A wind barrier wrapped the S.S. Elaine just before the worst of the impact, an invisible shell that caught the blow, redirected the force, and kept the hull from turning into debris.
The barrier didn’t make the landing gentle. It made it survivable.
Water erupted around the ship in a ring, foam blasting up like a white explosion. The hull shuddered, groaned, and then, slowly, stubbornly, began to right itself. Not smoothly, not gracefully, but with the grim persistence of a thing that refused to die.
Planks creaked. Ropes snapped taut. Lantern wreckage bobbed and clattered. And then the deck returned beneath them. Not calm, never calm, but oriented the way the world was supposed to be.
People appeared like ghosts out of chaos: sailors clinging to rails, hugging posts, tangled in rigging, lying sprawled on the deck with eyes wide and chests heaving like they’d just been reborn. Someone coughed seawater. Someone else sobbed without sound. A man hung from a rope with one arm, knuckles white, legs kicking until another sailor grabbed him and hauled him back.
The wind barrier still shimmered faintly in the rain.
Kaela stood near midship, both hands raised, fingers curled like claws around invisible threads. Her face was twisted with effort, jaw clenched, teeth bared. Wind coiled around the ship in violent currents, reinforcing the barrier where it thinned, patching holes in real time.
Maurien mirrored her on the opposite side, one hand extended, the other braced against a post, eyes narrowed into a cold, furious focus. His mana didn’t flare; it pressed, like a solid weight.
Renvar was between them, half-kneeling, both arms out, wind ripping from his palms in steady, shaking streams. His shoulders trembled. Veins stood out in his neck. He looked like he was trying to hold up a collapsing roof with his body.

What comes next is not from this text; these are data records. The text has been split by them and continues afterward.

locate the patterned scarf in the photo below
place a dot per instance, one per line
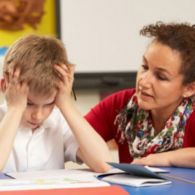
(136, 127)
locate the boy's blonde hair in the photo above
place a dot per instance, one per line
(35, 57)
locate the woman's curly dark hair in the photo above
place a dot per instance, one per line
(180, 37)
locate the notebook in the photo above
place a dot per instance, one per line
(134, 175)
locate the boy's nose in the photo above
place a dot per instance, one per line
(37, 115)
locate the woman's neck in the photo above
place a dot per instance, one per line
(160, 116)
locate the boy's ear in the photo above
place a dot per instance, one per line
(2, 85)
(189, 90)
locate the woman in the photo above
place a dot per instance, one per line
(153, 122)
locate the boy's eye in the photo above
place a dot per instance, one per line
(29, 104)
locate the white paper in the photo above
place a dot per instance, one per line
(54, 179)
(135, 181)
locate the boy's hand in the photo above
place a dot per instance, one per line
(66, 75)
(16, 92)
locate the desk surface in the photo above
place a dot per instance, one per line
(182, 184)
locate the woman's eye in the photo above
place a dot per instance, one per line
(161, 77)
(144, 67)
(29, 104)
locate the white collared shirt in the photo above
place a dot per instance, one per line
(48, 147)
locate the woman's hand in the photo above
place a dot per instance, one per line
(66, 76)
(158, 159)
(16, 92)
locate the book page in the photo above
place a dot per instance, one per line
(54, 179)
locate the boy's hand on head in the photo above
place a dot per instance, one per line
(66, 75)
(16, 91)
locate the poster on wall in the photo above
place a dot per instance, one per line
(22, 17)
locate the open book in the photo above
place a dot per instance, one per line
(134, 175)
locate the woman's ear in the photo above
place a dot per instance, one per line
(2, 85)
(189, 90)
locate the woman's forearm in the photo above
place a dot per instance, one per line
(92, 148)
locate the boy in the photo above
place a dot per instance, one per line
(34, 133)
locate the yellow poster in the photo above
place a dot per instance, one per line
(23, 17)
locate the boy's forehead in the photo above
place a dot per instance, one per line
(40, 98)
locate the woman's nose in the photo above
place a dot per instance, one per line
(145, 79)
(37, 114)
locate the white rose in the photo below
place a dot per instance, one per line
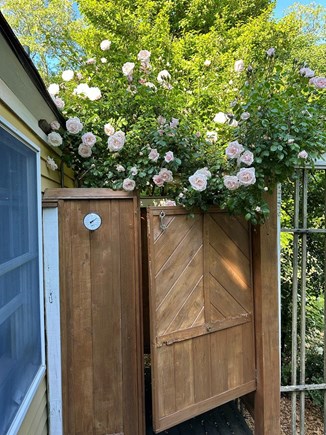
(203, 171)
(116, 141)
(153, 155)
(231, 182)
(81, 89)
(54, 139)
(51, 164)
(120, 168)
(163, 76)
(166, 175)
(220, 118)
(211, 136)
(303, 154)
(59, 103)
(74, 125)
(270, 52)
(169, 157)
(239, 65)
(67, 75)
(53, 89)
(198, 182)
(247, 158)
(245, 115)
(109, 129)
(307, 72)
(319, 82)
(84, 150)
(94, 93)
(105, 45)
(128, 185)
(128, 68)
(246, 176)
(89, 139)
(55, 125)
(234, 150)
(158, 180)
(144, 56)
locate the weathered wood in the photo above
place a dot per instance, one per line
(200, 301)
(84, 193)
(265, 264)
(102, 359)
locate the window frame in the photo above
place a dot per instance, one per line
(34, 386)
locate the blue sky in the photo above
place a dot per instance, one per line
(281, 5)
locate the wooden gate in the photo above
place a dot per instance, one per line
(201, 309)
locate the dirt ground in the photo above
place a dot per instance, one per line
(313, 418)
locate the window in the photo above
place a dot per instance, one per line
(21, 354)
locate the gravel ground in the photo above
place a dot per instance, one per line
(313, 418)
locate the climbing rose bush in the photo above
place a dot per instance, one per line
(129, 128)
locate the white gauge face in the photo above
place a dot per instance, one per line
(92, 221)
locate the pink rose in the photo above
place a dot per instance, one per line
(74, 125)
(319, 82)
(303, 154)
(231, 182)
(158, 180)
(234, 150)
(246, 176)
(89, 139)
(247, 158)
(153, 155)
(84, 150)
(166, 175)
(169, 157)
(198, 182)
(128, 185)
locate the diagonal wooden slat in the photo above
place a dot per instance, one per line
(178, 228)
(223, 301)
(227, 247)
(230, 277)
(189, 311)
(174, 301)
(235, 228)
(176, 264)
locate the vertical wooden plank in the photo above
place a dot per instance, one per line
(66, 321)
(219, 362)
(164, 381)
(202, 373)
(184, 376)
(235, 353)
(132, 346)
(106, 319)
(265, 267)
(81, 313)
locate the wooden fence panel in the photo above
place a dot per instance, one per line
(201, 310)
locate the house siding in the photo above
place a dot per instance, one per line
(50, 179)
(36, 419)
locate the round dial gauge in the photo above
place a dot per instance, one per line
(92, 221)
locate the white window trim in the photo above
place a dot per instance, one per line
(24, 407)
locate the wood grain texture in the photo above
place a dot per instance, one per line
(201, 313)
(265, 261)
(102, 359)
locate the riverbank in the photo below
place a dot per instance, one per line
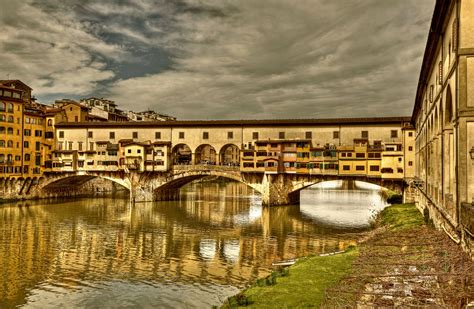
(404, 262)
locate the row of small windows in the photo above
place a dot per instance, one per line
(4, 107)
(230, 134)
(10, 94)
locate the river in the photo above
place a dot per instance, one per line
(105, 253)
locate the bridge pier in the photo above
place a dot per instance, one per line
(277, 189)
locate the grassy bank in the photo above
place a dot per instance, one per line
(304, 284)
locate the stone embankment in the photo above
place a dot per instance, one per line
(403, 263)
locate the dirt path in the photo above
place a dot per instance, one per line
(411, 268)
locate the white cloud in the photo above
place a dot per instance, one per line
(51, 52)
(229, 59)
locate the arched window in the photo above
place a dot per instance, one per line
(448, 114)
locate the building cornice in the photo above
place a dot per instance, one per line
(237, 123)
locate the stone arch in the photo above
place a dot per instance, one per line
(297, 188)
(229, 155)
(205, 154)
(181, 154)
(170, 189)
(449, 108)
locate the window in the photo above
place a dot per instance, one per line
(374, 168)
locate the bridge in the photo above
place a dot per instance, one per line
(275, 189)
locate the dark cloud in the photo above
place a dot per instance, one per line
(222, 59)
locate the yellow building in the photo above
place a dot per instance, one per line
(11, 129)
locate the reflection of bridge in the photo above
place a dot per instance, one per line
(276, 189)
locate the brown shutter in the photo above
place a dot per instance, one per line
(440, 72)
(454, 35)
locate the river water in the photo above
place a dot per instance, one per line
(105, 253)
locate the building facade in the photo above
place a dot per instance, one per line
(444, 119)
(374, 147)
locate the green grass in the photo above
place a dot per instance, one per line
(302, 286)
(401, 216)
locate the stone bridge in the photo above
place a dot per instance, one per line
(276, 189)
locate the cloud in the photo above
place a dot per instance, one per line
(53, 53)
(209, 59)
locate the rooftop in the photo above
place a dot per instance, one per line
(239, 123)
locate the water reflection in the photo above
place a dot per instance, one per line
(194, 252)
(329, 205)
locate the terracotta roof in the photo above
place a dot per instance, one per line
(12, 81)
(434, 32)
(239, 123)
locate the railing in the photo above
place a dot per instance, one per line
(199, 167)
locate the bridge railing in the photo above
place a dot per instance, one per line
(199, 167)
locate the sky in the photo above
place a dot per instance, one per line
(221, 59)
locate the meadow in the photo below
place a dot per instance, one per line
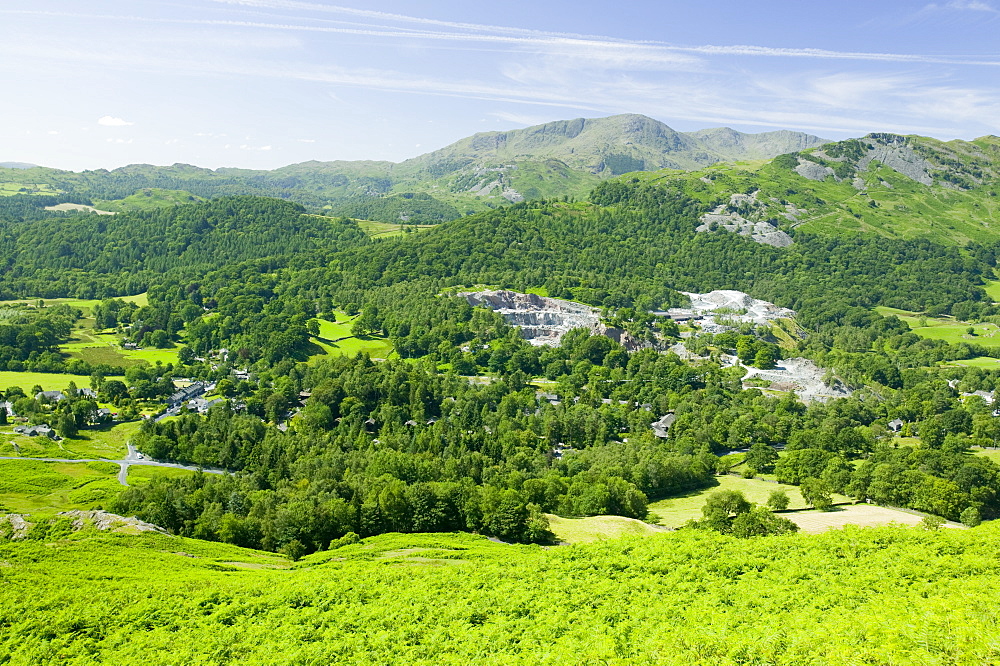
(44, 488)
(948, 329)
(677, 510)
(335, 339)
(595, 528)
(887, 595)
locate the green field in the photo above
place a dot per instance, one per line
(675, 511)
(595, 528)
(10, 189)
(387, 230)
(946, 328)
(49, 381)
(335, 339)
(992, 289)
(105, 442)
(891, 595)
(987, 362)
(42, 488)
(139, 474)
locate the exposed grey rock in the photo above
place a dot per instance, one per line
(802, 376)
(105, 521)
(901, 158)
(541, 320)
(763, 232)
(813, 171)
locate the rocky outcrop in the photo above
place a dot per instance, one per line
(17, 526)
(813, 171)
(900, 157)
(541, 320)
(709, 311)
(112, 522)
(731, 217)
(800, 375)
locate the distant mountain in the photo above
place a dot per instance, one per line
(612, 146)
(557, 159)
(887, 184)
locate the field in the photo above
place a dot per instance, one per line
(675, 511)
(44, 488)
(387, 230)
(862, 515)
(595, 528)
(335, 339)
(10, 189)
(140, 474)
(106, 442)
(49, 381)
(876, 596)
(946, 328)
(992, 289)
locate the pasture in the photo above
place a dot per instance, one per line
(862, 515)
(675, 511)
(948, 329)
(335, 339)
(595, 528)
(45, 488)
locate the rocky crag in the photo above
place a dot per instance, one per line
(543, 321)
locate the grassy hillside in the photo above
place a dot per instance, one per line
(878, 596)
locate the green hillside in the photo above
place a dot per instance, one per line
(878, 596)
(564, 158)
(893, 186)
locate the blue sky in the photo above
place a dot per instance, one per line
(264, 83)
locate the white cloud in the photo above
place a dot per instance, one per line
(971, 5)
(112, 121)
(519, 118)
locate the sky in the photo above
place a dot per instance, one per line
(265, 83)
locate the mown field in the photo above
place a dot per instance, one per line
(947, 328)
(335, 339)
(595, 528)
(874, 596)
(675, 511)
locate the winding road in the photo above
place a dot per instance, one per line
(133, 457)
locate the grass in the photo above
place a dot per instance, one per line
(992, 289)
(948, 329)
(49, 381)
(42, 488)
(335, 339)
(10, 189)
(675, 511)
(595, 528)
(140, 474)
(105, 442)
(387, 230)
(978, 362)
(992, 454)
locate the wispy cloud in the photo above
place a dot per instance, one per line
(112, 121)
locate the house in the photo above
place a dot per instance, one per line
(51, 396)
(35, 431)
(201, 405)
(187, 393)
(661, 426)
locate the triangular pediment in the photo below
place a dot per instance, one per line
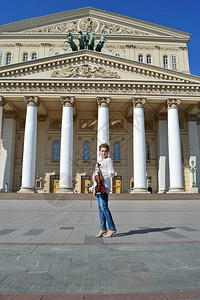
(89, 65)
(90, 19)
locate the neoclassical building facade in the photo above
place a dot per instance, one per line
(58, 105)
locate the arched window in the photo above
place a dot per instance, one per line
(1, 58)
(116, 151)
(25, 57)
(140, 58)
(86, 150)
(8, 58)
(56, 150)
(34, 55)
(148, 59)
(165, 61)
(174, 64)
(148, 156)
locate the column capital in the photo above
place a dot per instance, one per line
(173, 103)
(103, 101)
(2, 101)
(192, 117)
(161, 116)
(138, 102)
(67, 101)
(32, 100)
(10, 114)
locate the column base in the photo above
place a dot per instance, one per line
(176, 190)
(194, 190)
(161, 192)
(26, 190)
(68, 190)
(139, 191)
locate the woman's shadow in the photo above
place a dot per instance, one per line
(143, 231)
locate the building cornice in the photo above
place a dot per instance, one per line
(85, 56)
(94, 13)
(99, 87)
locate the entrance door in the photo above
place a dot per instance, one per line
(54, 183)
(85, 181)
(117, 184)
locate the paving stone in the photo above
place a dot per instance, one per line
(33, 232)
(20, 297)
(175, 235)
(6, 231)
(90, 239)
(67, 228)
(187, 228)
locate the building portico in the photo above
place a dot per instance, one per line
(62, 107)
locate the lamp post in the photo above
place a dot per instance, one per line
(192, 169)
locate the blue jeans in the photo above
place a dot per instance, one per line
(104, 212)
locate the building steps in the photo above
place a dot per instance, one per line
(123, 196)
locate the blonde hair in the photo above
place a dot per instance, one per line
(104, 146)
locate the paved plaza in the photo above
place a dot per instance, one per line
(48, 250)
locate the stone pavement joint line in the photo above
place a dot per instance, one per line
(179, 295)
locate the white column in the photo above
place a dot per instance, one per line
(66, 150)
(2, 103)
(194, 152)
(103, 122)
(7, 152)
(139, 147)
(174, 145)
(163, 161)
(29, 154)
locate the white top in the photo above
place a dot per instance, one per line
(108, 171)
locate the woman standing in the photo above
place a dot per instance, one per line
(107, 170)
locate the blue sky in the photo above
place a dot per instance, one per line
(182, 15)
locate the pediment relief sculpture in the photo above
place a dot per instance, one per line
(84, 71)
(88, 24)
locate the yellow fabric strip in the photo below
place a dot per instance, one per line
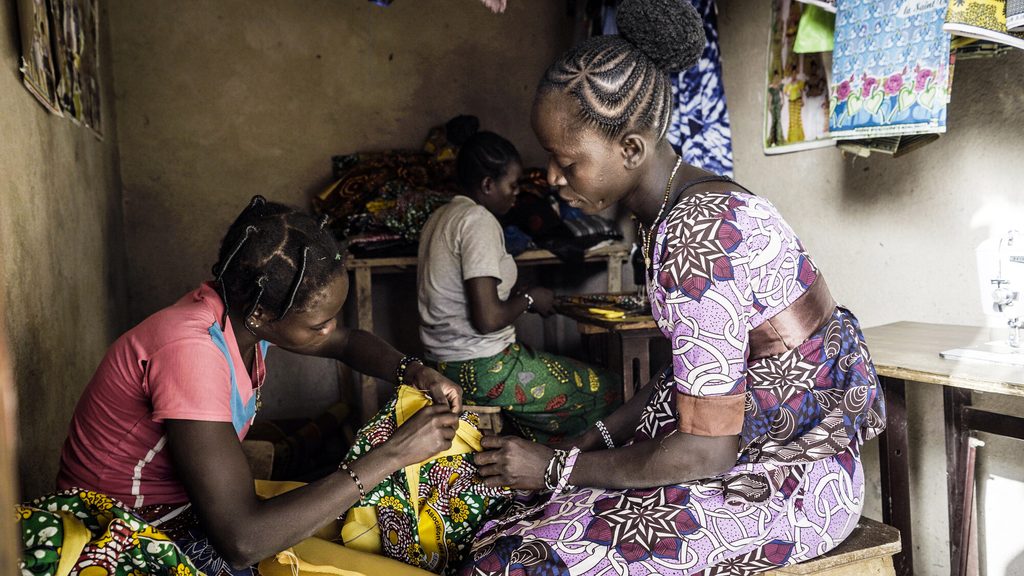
(76, 537)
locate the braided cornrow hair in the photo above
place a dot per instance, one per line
(621, 81)
(275, 256)
(483, 155)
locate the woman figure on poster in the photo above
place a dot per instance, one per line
(469, 301)
(158, 429)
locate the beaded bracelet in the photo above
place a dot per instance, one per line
(563, 478)
(355, 479)
(399, 372)
(605, 434)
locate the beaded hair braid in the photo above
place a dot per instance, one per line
(274, 256)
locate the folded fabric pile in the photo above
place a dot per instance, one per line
(380, 201)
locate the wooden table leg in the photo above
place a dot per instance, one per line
(895, 471)
(365, 321)
(957, 438)
(615, 274)
(635, 362)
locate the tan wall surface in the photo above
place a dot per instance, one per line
(896, 240)
(221, 100)
(61, 257)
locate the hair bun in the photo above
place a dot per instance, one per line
(460, 128)
(669, 32)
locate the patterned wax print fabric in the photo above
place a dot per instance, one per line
(547, 398)
(699, 126)
(84, 532)
(425, 515)
(725, 262)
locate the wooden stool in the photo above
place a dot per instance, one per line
(867, 551)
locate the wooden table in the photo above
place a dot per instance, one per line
(613, 255)
(628, 342)
(909, 352)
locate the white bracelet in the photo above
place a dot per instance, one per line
(529, 301)
(563, 478)
(605, 434)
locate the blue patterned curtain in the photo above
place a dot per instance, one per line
(699, 125)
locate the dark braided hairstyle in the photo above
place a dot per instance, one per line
(483, 155)
(275, 256)
(621, 82)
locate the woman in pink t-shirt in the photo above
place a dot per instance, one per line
(159, 427)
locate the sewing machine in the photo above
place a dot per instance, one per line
(1000, 273)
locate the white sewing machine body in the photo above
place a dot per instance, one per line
(1000, 277)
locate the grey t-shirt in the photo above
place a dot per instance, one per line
(461, 240)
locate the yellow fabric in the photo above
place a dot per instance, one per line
(314, 557)
(76, 537)
(360, 532)
(318, 556)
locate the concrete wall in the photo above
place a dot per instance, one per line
(61, 257)
(896, 239)
(219, 100)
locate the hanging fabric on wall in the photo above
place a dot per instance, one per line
(699, 125)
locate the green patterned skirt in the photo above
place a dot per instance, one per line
(548, 398)
(83, 532)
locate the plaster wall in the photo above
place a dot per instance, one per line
(61, 259)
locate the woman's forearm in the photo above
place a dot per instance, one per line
(623, 422)
(670, 459)
(286, 520)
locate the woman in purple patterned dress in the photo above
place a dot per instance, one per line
(744, 454)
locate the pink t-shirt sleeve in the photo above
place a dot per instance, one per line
(189, 380)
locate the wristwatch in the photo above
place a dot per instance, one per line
(529, 301)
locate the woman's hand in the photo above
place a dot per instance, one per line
(442, 391)
(495, 5)
(513, 462)
(544, 300)
(424, 436)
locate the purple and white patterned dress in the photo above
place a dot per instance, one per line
(725, 263)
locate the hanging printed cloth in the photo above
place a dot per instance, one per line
(425, 515)
(699, 126)
(84, 532)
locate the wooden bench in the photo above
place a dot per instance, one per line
(867, 551)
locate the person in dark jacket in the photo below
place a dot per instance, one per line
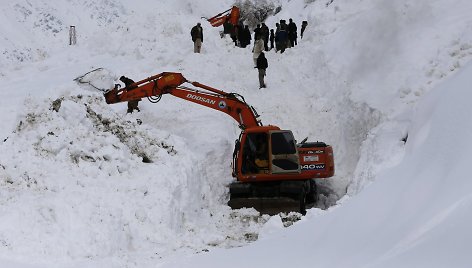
(262, 65)
(292, 33)
(197, 37)
(265, 33)
(132, 105)
(272, 39)
(304, 24)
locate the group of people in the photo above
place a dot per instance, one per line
(285, 36)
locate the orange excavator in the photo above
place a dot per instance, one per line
(231, 15)
(273, 173)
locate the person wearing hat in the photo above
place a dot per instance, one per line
(197, 37)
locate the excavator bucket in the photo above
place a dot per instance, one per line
(270, 197)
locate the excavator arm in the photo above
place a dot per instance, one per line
(155, 86)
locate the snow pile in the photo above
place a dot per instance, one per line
(85, 184)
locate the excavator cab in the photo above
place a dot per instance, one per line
(267, 153)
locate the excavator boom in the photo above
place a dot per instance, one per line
(231, 15)
(232, 104)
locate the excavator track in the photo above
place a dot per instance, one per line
(272, 197)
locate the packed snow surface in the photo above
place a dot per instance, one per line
(83, 184)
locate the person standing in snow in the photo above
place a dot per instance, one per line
(132, 105)
(197, 37)
(265, 36)
(304, 24)
(257, 49)
(272, 38)
(292, 33)
(262, 65)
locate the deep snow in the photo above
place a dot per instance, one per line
(367, 76)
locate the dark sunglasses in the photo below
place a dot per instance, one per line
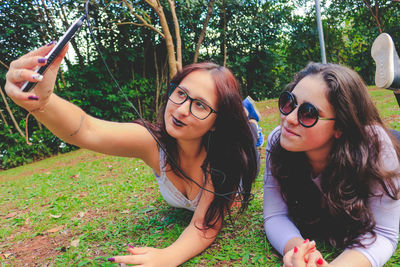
(307, 114)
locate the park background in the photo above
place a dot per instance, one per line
(81, 207)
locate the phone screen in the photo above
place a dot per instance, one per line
(69, 34)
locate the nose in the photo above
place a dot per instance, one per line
(292, 117)
(184, 108)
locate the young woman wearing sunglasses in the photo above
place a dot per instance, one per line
(202, 126)
(332, 173)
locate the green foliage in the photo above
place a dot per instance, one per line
(96, 204)
(266, 43)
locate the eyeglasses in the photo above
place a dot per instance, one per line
(198, 108)
(307, 114)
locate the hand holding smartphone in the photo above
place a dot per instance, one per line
(69, 34)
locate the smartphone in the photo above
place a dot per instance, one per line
(69, 34)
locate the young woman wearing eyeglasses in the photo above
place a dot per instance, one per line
(202, 126)
(332, 173)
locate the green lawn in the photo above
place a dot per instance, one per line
(82, 207)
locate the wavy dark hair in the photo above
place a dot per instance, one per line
(341, 214)
(231, 159)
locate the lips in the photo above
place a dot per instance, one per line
(289, 132)
(177, 122)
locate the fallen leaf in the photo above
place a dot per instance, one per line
(12, 214)
(75, 176)
(75, 243)
(55, 229)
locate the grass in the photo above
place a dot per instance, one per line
(82, 207)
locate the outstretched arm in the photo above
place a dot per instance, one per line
(69, 122)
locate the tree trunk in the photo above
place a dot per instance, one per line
(166, 34)
(168, 41)
(158, 87)
(223, 26)
(10, 112)
(73, 42)
(177, 36)
(203, 31)
(5, 121)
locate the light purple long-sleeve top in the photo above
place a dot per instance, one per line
(280, 228)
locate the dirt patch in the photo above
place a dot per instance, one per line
(86, 156)
(38, 251)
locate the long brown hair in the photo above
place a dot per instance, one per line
(231, 160)
(353, 168)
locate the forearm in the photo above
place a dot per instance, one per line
(296, 241)
(191, 242)
(63, 119)
(350, 258)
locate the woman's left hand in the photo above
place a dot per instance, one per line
(306, 255)
(144, 256)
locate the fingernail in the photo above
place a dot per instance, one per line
(33, 97)
(37, 77)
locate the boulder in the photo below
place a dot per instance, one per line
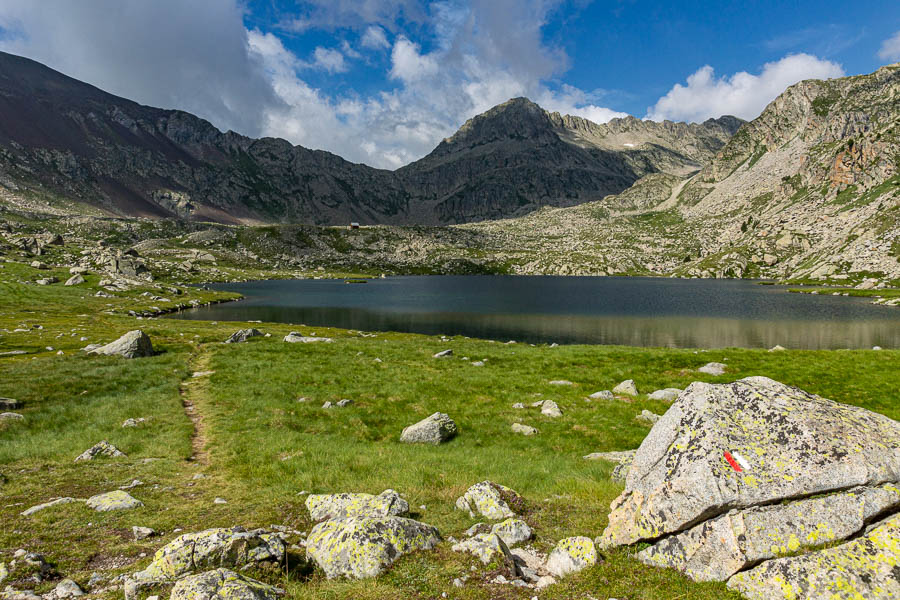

The barrier groaned with them. It wasn’t a perfect dome. It was a desperate, living structure, three mages forcing air to behave like armor through sheer will and pain.
Kaela let out a strangled groan, voice torn by strain and rain.
“Why… ” she gasped, then forced breath back into her lungs, “...why did I accept this job without even asking how much I’d receive to fight such an insane beast?!”